InterpretML
- Values: {
explainability
}
- Explanation type: { white box Shapley value partial dependence plot sensitivity analysis }
- Categories: { model-agnostic model-specific }
- Stage: { in-processing post-processing }
- Repository: https://github.com/interpretml/interpret
- Tasks: { classification regression }
- Input data: { tabular text image }
- Licence: MIT
- Languages: { Python }
- References:
The InterpretML toolkit, developed at Microsoft, can be decomposed in two major components:
- A set of interpretable “glassbox” models
- Techniques for explaining black box systems.
W.r.t. 1, InterpretML particularly contains a new interpretable “glassbox” model that combines Generalized Additive Models (GAMs) with machine learning techniques such as gradient boosted trees, called an Explainable Boosting Machine.
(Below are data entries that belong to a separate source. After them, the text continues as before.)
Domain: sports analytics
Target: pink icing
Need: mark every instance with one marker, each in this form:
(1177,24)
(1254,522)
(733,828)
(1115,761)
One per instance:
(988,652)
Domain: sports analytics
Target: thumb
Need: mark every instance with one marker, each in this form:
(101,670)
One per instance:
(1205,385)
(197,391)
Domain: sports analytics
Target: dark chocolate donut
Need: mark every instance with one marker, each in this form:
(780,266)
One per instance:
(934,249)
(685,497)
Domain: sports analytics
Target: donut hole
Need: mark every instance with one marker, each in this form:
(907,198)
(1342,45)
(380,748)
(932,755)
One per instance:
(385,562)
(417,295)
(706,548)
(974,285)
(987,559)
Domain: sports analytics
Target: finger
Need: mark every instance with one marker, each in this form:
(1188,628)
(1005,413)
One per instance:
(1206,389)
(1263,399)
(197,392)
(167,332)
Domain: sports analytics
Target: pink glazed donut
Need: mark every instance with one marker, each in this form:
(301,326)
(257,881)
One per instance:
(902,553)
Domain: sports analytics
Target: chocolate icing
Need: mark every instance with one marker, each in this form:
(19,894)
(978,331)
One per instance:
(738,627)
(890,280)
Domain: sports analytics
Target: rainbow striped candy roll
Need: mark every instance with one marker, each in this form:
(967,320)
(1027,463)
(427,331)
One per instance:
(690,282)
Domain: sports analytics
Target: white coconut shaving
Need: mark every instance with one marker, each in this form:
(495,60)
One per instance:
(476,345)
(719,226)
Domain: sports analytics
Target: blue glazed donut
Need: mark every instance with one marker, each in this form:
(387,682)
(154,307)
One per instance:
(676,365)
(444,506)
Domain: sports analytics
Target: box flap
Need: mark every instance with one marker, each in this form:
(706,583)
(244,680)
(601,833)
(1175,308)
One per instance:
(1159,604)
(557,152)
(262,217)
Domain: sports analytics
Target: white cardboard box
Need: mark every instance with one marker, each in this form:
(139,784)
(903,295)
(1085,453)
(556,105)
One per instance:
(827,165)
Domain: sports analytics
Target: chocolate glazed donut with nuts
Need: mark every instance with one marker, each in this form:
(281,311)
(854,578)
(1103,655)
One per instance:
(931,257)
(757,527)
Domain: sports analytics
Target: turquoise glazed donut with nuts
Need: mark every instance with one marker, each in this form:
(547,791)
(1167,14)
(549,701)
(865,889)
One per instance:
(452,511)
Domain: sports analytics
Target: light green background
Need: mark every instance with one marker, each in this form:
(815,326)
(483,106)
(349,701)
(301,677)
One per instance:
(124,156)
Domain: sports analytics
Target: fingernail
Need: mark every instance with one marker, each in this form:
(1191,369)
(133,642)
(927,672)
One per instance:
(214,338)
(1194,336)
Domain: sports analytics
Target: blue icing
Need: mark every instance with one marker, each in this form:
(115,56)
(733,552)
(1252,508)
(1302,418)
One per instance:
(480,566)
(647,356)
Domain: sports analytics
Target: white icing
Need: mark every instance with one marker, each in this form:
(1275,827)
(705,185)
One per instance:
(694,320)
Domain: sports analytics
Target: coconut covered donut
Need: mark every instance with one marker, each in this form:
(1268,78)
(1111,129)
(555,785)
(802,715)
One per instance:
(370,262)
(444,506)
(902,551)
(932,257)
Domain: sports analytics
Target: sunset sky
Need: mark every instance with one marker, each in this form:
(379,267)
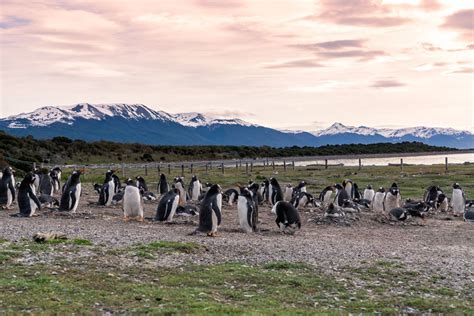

Other than this new interpretable model, the main utility of InterpretML is to unify existing explainability techniques under a single API.
Interpret-Text is an extension of InterpretML to support various text models.
Glassbox models
- Explainable Boosting Machine
- Decision tree
- Decision rule list
- Linear/logistic regression
Blackbox explainers
- SHAP kernel explainer
- SHAP tree explainer
- LIME
- Morris sensitivity analysis
- Partial dependence plots
So this package contains both model-agnostic and model-specific explainers.